In the lecture example, it mentioned the following code:
# Add a constant. Essentially, we are adding a new column (equal in length to x), which consists only of 1s
x = sm.add_constant(x1)
# Fit the model, according to the OLS (ordinary least squares) method with a dependent variable y and an independent x
results = sm.OLS(y,x).fit()
# Print a nice summary of the regression. That’s one of the strong points of statsmodels -> the summaries
results.summary()
I don’t understand what the sm.add_constant do, and why are we fitting x instead of x1 to the statsmodels?
Hi Kam,
Good question! It is explained in the subsequent lectures!

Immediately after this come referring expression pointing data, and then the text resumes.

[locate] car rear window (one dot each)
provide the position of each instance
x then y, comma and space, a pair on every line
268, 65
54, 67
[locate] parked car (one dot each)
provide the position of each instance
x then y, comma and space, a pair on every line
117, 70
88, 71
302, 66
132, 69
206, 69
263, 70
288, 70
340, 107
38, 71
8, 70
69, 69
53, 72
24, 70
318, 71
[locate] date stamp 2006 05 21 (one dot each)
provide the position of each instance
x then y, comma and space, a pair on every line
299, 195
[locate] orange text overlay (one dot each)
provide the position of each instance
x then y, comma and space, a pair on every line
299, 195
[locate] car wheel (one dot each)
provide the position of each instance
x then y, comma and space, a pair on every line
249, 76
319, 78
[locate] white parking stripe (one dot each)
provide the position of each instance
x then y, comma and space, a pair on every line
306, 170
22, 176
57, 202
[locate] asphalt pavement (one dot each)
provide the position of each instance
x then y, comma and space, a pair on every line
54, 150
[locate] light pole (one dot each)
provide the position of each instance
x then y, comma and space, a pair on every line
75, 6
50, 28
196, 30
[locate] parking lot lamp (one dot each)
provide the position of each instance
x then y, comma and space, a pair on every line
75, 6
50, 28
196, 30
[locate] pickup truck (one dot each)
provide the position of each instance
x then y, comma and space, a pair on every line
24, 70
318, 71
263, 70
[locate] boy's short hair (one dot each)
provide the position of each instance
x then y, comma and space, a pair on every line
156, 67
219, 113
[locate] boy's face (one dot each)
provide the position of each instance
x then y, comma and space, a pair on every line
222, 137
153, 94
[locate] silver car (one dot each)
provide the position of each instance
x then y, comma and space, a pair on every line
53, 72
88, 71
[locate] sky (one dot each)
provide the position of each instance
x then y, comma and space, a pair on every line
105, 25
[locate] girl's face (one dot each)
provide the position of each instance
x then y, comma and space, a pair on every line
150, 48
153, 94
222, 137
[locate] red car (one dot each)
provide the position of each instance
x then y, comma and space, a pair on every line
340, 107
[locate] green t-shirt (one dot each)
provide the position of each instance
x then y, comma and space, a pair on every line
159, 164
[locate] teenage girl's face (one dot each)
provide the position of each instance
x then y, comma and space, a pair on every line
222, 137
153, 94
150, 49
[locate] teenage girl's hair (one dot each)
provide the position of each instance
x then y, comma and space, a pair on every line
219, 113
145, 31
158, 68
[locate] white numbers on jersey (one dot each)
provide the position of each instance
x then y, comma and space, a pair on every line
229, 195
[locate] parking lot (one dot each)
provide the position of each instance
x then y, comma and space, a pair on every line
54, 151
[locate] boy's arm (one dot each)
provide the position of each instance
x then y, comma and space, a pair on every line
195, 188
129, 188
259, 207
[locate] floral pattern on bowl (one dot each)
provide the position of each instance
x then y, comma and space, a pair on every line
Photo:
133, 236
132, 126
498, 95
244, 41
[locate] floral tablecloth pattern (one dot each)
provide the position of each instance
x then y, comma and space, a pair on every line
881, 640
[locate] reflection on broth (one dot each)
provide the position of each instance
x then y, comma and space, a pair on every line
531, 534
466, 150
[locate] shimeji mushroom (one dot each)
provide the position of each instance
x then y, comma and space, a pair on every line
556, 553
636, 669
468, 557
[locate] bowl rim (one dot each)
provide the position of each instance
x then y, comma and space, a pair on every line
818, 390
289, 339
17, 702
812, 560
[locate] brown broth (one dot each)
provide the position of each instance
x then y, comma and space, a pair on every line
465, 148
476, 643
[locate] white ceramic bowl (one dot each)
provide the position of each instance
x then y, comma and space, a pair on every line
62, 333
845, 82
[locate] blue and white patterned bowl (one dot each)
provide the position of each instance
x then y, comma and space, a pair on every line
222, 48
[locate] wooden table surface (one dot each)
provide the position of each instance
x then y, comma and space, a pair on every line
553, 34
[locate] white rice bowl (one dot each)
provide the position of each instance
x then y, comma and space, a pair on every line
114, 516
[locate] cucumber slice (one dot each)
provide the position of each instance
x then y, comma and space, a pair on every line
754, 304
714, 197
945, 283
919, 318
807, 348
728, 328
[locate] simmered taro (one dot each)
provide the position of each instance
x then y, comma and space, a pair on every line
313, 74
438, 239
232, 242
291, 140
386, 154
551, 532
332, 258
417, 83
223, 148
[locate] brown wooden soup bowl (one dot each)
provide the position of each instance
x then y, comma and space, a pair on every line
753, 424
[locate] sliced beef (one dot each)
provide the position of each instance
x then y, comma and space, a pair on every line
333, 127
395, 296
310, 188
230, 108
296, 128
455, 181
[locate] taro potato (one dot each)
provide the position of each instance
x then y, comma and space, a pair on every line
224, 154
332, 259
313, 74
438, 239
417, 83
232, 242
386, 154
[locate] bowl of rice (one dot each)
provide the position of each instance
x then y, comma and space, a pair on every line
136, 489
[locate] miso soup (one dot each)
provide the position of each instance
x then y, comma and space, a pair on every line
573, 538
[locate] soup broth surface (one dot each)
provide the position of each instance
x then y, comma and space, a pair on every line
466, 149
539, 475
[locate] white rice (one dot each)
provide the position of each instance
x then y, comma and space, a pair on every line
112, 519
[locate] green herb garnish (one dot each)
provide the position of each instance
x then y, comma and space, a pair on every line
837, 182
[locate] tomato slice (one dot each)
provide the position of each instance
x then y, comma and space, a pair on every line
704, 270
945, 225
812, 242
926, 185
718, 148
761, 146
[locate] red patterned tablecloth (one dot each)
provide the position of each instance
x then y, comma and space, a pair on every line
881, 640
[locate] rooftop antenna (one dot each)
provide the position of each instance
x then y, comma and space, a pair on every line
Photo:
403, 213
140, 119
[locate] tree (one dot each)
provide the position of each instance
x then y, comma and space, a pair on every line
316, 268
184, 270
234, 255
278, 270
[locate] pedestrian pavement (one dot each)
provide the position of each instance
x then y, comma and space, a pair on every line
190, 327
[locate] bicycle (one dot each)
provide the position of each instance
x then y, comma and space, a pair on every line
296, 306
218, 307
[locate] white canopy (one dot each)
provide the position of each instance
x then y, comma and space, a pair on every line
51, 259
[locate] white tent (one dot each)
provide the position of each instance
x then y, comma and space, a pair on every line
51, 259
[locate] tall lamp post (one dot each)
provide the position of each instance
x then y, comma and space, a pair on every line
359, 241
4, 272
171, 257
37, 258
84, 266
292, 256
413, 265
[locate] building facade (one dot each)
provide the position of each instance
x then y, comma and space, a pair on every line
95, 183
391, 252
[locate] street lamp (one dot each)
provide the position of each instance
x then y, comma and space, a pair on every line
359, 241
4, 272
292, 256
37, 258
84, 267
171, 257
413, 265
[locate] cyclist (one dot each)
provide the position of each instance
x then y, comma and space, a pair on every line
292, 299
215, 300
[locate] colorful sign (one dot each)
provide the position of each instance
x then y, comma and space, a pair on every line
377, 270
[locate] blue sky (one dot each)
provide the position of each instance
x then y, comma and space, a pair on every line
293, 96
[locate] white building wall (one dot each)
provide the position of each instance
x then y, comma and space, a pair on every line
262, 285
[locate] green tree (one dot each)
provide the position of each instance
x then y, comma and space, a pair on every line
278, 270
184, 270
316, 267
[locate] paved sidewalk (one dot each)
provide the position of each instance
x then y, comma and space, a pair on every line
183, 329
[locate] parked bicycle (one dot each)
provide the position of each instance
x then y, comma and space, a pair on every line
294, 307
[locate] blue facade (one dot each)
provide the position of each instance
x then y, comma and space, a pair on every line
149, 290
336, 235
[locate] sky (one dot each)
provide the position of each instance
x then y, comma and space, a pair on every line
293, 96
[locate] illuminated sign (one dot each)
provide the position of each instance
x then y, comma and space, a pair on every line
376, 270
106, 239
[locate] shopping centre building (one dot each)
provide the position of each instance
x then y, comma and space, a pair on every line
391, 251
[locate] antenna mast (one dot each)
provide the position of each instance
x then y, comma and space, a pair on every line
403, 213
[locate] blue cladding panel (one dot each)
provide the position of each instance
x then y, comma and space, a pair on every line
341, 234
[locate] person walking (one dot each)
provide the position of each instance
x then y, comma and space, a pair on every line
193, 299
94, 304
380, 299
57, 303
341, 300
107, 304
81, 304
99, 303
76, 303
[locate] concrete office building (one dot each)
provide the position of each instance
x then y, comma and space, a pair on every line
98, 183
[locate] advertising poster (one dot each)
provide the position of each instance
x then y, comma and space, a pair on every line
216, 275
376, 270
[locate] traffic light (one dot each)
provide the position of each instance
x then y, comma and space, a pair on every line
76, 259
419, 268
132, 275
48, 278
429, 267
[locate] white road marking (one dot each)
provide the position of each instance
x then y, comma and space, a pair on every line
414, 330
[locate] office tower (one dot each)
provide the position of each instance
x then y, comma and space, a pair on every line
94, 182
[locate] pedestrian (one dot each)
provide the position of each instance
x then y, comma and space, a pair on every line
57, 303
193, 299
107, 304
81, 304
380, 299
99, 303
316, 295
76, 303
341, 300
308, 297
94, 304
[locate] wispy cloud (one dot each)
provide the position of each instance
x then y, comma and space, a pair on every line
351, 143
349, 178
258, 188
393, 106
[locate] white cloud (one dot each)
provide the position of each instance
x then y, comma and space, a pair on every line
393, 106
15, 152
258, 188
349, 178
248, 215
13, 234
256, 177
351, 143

If after watching them until the end of the section you are still having this question, please come back here and we will dive deeper into it 🙂
Best,
The 365 Team
Hi, I finished the linear regression model section, and working on the multiple regression model session now. I sort of understand sm.add_constant do is to add beta 0, yet I still don’t understand why the syntax is sm.OLS(y.x).fit() that we are fitting x instead of x1. If we are assigning our data to x1, don’t we want statmodels to compute the with all the data? What I can see from x is all the ones from the notebook provided. Can you elaborate a bit more?
Hi Kam, statsmodels works in a way in which, x = sm.add_constant(x1) means that we are *ADDING A COLUMN OF 1S* to x1. Therefore, x contains x1 and a column of 1s. You want to fit this one. The 1s here are the ‘data associated with the constant (intercept) of the regression.